These days, and for years now, bruschetta can be found in restaurants all over the country, but for a long time we never came closer than old-fashioned Italian-American garlic bread. Over the last few years my father has been making different kinds of bruschetta for family gatherings. This version relies on a staple, roasted red peppers, and garlic. If you’re frightened of garlic, use less, and possibly cut it into smaller pieces. Fans of extreme garlic, like myself, can always add more. Just remember garlic is good for you.
Garlic Lover’s Roasted Red Pepper Bruschetta
For the crostini
- 8 slices bread Italian, Cuban, French, etc.
- 1 large garlic clove
- ¼ cup extra virgin olive oil
For the topping
- 1 jar roasted red peppers 12 ounces
- 3 garlic cloves minced
- 1 tablespoon fresh basil chopped
- 2 tablespoons extra virgin olive oil
- Salt and pepper to taste
Slice the bread diagonally and place on a baking sheet. Place under the broiler and brown.

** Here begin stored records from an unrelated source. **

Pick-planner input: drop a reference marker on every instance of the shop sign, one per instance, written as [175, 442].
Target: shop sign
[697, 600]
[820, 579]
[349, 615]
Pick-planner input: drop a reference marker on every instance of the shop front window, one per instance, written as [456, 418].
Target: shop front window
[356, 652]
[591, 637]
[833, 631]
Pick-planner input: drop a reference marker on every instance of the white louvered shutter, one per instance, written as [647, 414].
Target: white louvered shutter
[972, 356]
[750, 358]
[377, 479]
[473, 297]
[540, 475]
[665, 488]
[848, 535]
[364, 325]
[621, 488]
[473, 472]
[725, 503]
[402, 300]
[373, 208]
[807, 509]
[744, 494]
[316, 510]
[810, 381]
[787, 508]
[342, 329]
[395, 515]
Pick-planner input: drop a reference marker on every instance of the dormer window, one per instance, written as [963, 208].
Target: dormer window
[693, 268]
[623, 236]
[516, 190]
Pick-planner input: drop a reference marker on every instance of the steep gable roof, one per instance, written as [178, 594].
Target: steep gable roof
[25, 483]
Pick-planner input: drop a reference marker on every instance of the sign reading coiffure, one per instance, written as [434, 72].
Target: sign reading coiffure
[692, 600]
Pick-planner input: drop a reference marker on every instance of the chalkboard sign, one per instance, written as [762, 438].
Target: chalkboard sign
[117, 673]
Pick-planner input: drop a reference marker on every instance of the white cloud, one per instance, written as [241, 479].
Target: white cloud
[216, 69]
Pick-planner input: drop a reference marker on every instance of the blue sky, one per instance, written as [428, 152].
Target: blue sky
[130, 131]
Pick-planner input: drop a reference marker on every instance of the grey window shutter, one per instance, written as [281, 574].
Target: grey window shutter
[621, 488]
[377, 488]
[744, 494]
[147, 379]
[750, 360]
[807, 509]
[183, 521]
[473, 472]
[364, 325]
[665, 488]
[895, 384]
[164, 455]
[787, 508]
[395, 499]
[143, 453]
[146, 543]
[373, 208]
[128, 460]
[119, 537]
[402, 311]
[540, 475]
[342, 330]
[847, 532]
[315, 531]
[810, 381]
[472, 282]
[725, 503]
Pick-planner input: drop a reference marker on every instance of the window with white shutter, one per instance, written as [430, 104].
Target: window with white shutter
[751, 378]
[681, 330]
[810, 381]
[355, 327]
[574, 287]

Turn bread and brown the other side.
Remove bread from oven and rub one side of each slice with the clove of garlic, then brush with olive oil.
Put the minced garlic and chopped basil in a bowl.
Drain the jar of peppers; dice and place in bowl with garlic and basil.
Add salt and pepper to taste and add the olive oil. Mix well.
Spread topping generously on crostini and serve.